Blessed is everyone who fears the Lord,
    who walks in his ways!
You shall eat the fruit of the labor of your hands;
    you shall be blessed, and it shall be well with you.

Your wife will be like a fruitful vine
    within your house;
your children will be like olive shoots
    around your table.
Behold, thus shall the man be blessed
    who fears the Lord.

The Lord bless you from Zion!
    May you see the prosperity of Jerusalem
    all the days of your life!
May you see your children’s children!
    Peace be upon Israel!

Even though Psalm 128 is directed toward the people of Israel, it indicates in verse one of this psalm that everyone who fears the LORD and walks in his ways will be blessed, or more specifically, will experience a state of bliss (H835).

Jesus eluded to believers experiencing a state of bliss in his Sermon on the Mount. He said, “Blessed are you when others revile you and persecute you and utter all kinds of evil against you falsely on my account. Rejoice and be glad, for your reward is great in heaven” (Matthew 5:11-12). The Greek word that is translated rejoice, chairo (khahʾ-ee-ro) means “to be ‘cheer’ful, i.e. calmly happy or well-off” (G5463). Two Greek words that are derived from chairo, chara (khar-ahˊ) and charis (kharˊ-ece) link together God’s grace and the state of bliss that Jesus associated with Christian persecution.

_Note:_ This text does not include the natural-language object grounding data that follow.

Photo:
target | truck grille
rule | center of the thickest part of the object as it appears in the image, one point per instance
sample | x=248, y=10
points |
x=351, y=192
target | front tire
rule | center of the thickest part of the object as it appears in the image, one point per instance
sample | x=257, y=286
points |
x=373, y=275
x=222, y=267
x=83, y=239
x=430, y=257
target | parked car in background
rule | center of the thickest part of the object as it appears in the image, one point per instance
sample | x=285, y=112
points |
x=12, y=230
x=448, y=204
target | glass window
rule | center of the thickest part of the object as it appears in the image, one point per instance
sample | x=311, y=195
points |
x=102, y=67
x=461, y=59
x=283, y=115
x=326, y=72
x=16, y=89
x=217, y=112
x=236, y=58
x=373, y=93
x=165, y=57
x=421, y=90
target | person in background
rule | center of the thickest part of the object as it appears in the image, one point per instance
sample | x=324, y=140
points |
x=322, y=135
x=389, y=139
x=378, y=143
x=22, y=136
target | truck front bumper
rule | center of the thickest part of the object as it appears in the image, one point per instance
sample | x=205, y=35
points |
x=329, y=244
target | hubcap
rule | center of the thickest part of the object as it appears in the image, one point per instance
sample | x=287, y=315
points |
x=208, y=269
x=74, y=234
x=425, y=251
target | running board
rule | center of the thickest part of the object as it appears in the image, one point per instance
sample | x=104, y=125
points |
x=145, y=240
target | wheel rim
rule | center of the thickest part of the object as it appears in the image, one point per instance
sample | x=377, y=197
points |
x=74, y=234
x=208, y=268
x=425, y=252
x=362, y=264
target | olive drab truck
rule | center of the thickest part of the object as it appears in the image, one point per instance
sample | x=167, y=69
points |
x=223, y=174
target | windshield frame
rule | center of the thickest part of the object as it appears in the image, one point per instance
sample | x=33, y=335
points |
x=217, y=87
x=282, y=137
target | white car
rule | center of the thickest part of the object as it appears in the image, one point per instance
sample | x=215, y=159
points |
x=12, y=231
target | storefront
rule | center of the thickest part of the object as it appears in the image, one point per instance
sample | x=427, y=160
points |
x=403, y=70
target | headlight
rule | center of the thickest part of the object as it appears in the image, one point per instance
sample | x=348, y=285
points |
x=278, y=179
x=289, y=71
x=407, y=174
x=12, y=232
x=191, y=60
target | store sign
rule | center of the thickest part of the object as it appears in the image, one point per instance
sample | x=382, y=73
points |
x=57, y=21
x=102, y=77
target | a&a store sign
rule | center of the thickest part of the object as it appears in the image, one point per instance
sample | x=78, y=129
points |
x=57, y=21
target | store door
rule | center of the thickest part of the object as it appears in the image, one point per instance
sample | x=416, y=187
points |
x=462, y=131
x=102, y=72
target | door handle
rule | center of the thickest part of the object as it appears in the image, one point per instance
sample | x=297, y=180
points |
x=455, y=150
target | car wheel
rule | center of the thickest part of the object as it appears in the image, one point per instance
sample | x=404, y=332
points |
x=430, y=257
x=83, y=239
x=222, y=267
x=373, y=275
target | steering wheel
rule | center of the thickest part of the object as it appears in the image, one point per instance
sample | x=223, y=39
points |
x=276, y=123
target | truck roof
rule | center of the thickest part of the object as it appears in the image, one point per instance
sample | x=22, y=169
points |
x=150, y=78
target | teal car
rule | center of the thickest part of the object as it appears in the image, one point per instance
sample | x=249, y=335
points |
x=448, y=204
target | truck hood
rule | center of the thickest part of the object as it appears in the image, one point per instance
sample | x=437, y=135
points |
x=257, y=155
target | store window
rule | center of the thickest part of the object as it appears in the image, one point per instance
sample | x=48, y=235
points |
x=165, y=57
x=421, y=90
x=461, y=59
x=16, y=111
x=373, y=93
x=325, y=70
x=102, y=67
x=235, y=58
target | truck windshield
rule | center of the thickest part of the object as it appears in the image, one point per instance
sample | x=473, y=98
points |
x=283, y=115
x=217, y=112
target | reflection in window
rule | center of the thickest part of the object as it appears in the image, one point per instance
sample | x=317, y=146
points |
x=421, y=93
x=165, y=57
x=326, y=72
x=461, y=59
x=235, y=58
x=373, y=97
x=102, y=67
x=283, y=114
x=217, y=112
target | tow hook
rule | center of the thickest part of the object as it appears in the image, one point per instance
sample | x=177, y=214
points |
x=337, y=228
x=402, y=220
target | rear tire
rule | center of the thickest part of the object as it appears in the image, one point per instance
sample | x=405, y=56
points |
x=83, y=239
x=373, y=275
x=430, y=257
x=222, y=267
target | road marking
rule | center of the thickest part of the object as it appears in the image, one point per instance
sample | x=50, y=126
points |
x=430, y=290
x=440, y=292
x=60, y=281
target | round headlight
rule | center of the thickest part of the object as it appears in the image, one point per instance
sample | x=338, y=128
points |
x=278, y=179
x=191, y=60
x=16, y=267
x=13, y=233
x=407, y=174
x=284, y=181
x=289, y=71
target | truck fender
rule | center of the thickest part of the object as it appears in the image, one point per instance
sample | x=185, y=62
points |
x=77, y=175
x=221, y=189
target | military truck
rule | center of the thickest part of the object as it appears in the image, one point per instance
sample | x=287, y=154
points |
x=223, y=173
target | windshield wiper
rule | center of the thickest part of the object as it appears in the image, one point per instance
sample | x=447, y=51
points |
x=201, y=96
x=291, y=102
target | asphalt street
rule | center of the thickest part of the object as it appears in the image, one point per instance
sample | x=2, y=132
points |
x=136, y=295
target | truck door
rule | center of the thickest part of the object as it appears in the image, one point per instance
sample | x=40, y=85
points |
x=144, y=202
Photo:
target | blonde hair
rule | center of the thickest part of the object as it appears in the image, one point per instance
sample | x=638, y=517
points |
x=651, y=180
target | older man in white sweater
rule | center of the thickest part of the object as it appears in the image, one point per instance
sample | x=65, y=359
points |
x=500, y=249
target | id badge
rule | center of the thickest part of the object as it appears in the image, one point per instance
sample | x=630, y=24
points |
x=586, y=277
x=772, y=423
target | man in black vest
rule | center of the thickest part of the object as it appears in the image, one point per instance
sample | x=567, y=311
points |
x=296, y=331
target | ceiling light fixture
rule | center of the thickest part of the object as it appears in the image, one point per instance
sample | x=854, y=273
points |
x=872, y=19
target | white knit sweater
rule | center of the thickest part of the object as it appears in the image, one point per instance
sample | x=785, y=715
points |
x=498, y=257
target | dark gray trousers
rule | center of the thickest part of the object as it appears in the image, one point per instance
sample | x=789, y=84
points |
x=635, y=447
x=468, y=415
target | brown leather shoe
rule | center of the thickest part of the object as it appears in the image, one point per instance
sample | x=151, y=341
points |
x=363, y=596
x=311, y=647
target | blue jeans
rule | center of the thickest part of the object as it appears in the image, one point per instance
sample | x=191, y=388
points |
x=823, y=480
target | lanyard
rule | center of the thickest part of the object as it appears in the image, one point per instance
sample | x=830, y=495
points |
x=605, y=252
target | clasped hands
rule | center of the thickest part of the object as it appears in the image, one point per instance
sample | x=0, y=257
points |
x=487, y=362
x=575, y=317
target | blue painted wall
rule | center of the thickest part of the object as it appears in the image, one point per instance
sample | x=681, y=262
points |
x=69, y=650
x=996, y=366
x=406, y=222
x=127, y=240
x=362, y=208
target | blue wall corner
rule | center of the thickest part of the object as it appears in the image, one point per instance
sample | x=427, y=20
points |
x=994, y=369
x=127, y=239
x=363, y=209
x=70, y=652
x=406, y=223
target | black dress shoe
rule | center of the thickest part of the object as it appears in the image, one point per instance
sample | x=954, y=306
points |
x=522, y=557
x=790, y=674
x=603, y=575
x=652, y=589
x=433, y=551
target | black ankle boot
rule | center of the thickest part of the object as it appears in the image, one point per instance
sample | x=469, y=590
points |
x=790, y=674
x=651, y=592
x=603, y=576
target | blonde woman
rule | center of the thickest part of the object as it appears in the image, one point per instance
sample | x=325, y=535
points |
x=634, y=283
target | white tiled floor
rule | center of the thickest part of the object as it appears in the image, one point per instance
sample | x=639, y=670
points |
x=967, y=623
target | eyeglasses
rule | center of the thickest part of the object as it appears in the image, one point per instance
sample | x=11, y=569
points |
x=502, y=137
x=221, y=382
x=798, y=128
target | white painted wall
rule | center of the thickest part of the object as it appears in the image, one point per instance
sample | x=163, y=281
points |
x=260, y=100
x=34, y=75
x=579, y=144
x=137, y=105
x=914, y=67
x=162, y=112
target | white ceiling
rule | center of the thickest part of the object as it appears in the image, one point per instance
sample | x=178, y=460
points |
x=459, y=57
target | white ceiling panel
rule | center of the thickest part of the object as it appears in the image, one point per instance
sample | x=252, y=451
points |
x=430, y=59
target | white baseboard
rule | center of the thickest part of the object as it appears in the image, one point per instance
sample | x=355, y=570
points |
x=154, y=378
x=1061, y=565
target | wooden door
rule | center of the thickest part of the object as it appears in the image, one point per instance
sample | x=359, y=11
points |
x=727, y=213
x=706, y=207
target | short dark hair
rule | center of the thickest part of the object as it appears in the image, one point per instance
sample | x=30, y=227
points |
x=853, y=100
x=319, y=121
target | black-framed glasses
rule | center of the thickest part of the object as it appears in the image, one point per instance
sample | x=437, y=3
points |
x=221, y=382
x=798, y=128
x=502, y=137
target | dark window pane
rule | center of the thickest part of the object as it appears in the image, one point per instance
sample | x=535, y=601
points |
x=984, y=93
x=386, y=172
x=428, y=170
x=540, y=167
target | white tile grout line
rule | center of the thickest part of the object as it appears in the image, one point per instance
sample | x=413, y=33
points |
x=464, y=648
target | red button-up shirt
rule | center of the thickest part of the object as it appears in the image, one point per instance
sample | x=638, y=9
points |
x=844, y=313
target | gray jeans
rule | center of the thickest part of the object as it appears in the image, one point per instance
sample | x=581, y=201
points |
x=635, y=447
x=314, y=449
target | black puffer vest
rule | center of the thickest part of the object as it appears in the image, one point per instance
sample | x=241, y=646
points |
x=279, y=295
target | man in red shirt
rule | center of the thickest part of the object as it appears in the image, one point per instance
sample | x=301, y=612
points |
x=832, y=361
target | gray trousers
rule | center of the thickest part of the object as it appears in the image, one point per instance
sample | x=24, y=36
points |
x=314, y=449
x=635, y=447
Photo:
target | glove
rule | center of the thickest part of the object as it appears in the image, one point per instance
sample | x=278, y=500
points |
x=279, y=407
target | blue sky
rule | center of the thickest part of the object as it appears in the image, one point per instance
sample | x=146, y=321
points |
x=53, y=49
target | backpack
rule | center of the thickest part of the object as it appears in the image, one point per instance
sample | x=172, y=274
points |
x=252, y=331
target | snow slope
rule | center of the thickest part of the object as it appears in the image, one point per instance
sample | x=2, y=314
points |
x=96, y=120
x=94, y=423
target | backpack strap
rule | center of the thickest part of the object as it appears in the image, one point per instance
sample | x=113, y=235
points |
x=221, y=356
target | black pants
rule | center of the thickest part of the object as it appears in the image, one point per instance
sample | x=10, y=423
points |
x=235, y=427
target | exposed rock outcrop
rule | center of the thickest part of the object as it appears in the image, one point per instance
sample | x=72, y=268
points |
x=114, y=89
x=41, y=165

The epistle of James takes it one step further by connecting bliss with the testing of our faith. James said, “Count it all joy (bliss) my brothers when you meet trials of various kinds, for you know that the testing of your faith produces steadfastness. And let steadfastness have its full effect, that you may be perfect and complete, lacking nothing” (James 1:2-4). James concluded his discussion of suffering by stating, “We think of those who stayed true to Him as happy even though they suffered. You have heard how long Job waited. You have seen what the Lord did for him in the end. The Lord is full of loving-kindness and pity” (James 5:11, NLV).